In each of the print heads 310, a surface of the photoreceptor 311 is charged by a roller charging system. More specifically, the charging roller 313 charges the surface of the photoreceptor 311 by applying high-voltage charging bias voltage between the charging roller 313 and the photoreceptor 311. The laser scan unit 320 irradiates, with laser light, a charged region out of the surface of the photoreceptor 311, and attenuates potential. An electrostatic latent image is thus formed on the surface of the photoreceptor 311.

In the present embodiment, the charging bias voltage is direct current bias voltage, but not limited thereto.

The developing device 314 causes the toner to adhere to the electrostatic latent image formed on the surface of the photoreceptor 311, and forms a toner image. In the present embodiment, the developing device 314 adopts the two-component development system. The developing device 314 applies developing bias voltage to the developing roller 315, and moves the toner existing on the developing roller 315 side to the photoreceptor 311 side, thereby developing the electrostatic latent image. The developing bias voltage is the bias voltage having homopolarity with the charging bias voltage.

The belt transfer roller 317 applies charge while nipping the intermediate transfer belt 305 with the photoreceptor 311, and transfers the toner image from the photoreceptor 311 onto the intermediate transfer belt 305. The cleaning blade 319 contacts the surface of the photoreceptor 311 and collects the toner remaining on the surface of the photoreceptor 311.

FIG. 4 is a block diagram illustrating a hardware configuration of the image forming device 1.

As illustrated in FIG. 4, the controller 20 includes the CPU 21, a ROM 23, a RAM 25, a HDD 27, and an interface unit 29. The controller 20 is connected to a system bus together with the operating unit 11, the printing unit 30, the scanning unit 40, and the like. With this configuration, the controller 20 and the respective units of the image forming device 1 are connected in a manner capable of exchanging signals.

The HDD 27 stores job data transmitted from the outside via the interface unit 29, image data read by the scanning unit 40, and the like. Furthermore, the HDD 27 stores setting information for the image forming device 1, a control program (program) 27 a to perform various kinds of operation in the image forming device 1, and the like. The HDD 27 can store a plurality of jobs transmitted from one client PC, a plurality of client PCs, and the like.

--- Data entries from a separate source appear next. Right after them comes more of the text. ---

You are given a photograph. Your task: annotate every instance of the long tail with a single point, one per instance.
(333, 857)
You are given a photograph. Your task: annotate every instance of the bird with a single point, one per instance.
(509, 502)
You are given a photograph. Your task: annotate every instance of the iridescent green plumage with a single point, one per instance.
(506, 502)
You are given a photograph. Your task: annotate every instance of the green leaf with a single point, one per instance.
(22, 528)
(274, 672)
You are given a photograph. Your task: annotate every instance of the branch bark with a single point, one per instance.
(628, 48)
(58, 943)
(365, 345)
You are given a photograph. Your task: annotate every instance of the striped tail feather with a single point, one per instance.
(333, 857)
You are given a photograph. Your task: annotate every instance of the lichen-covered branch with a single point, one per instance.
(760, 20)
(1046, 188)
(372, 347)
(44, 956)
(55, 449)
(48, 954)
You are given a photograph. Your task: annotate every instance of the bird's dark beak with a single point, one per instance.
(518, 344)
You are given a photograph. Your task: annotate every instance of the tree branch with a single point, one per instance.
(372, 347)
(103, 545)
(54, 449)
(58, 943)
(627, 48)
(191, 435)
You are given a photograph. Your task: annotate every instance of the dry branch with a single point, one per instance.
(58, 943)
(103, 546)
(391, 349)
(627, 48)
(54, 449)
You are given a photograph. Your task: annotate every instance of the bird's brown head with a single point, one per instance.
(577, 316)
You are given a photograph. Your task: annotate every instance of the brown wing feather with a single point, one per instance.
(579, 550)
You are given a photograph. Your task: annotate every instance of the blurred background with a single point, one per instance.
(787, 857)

The interface unit 29 is formed by, for example, combining a hardware portion such as a network interface card (NIC) with a software portion to perform communication by a predetermined communication protocol. The interface unit 29 connects the image forming device 1 to an external network such as a LAN. With this configuration, the image forming device 1 can communicate with an external device such as a client PC connected to the external network. In FIG. 4, the image forming device 1 is connected to an external network connected to, for example, a PC 71 and a PC 73. The image forming device 1 can receive a print job from the

PCs

71 and 73. Furthermore, the image forming device 1 can transmit image data read by the scanning unit 40 to the PC 71, and also can transmit the same by an e-mail via a mail server or the like. Meanwhile, the interface unit 29 may also have a configuration connectable to an external network by wireless communication. Furthermore, the interface unit 29 may also be a universal serial bus (USB) interface, for example. In this case, the interface unit 29 enables communication between an external device and the image forming device 1 connected via a communication cable.

The CPU 21 controls various kinds of operation of the image forming device 1 by executing the control program 27 a stored in the ROM 23, RAM 25, HDD 27, or the like. When an operation signal is transmitted from the operating unit 11 or when an operation command is transmitted from the PC 71 and the like, the CPU 21 executes a predetermined control program 27 a in accordance therewith. Consequently, a predetermined function of the image forming device 1 is executed in accordance with operation at the operating unit 11 by a user.

The ROM 23 is, for example, a flash ROM (flash memory). In the ROM 23, data used to execute operation of the image forming device 1 is stored. In the ROM 23, same as the HDD 27, various kinds of control programs, function setting data of the image forming device 1, and the like may also be stored. The CPU 21 reads data from the ROM 23 and writes data in the ROM 23 by performing predetermined processing. Meanwhile, the ROM 23 may be configured incapable of rewriting.

The RAM 25 is a main memory of the CPU 21. The RAM 25 is used to store necessary data when the CPU 21 executes the control program 27 a as described later.

The scanning unit 40 executes the scanner function to read the image data from the document as described above. The image data read by the scanning unit 40 is converted to an application data format by the CPU 21 and stored in the HDD 27 and the like. The CPU 21 can transmit the image data stored in the HDD 27 and the like to the

PCs

71, 73, for example.

[Timing to Start Applying Charging Bias Voltage and Developing Bias Voltage]

FIG. 5 is an explanatory view for charging operation by the charging roller 313 on the surface of the photoreceptor 311.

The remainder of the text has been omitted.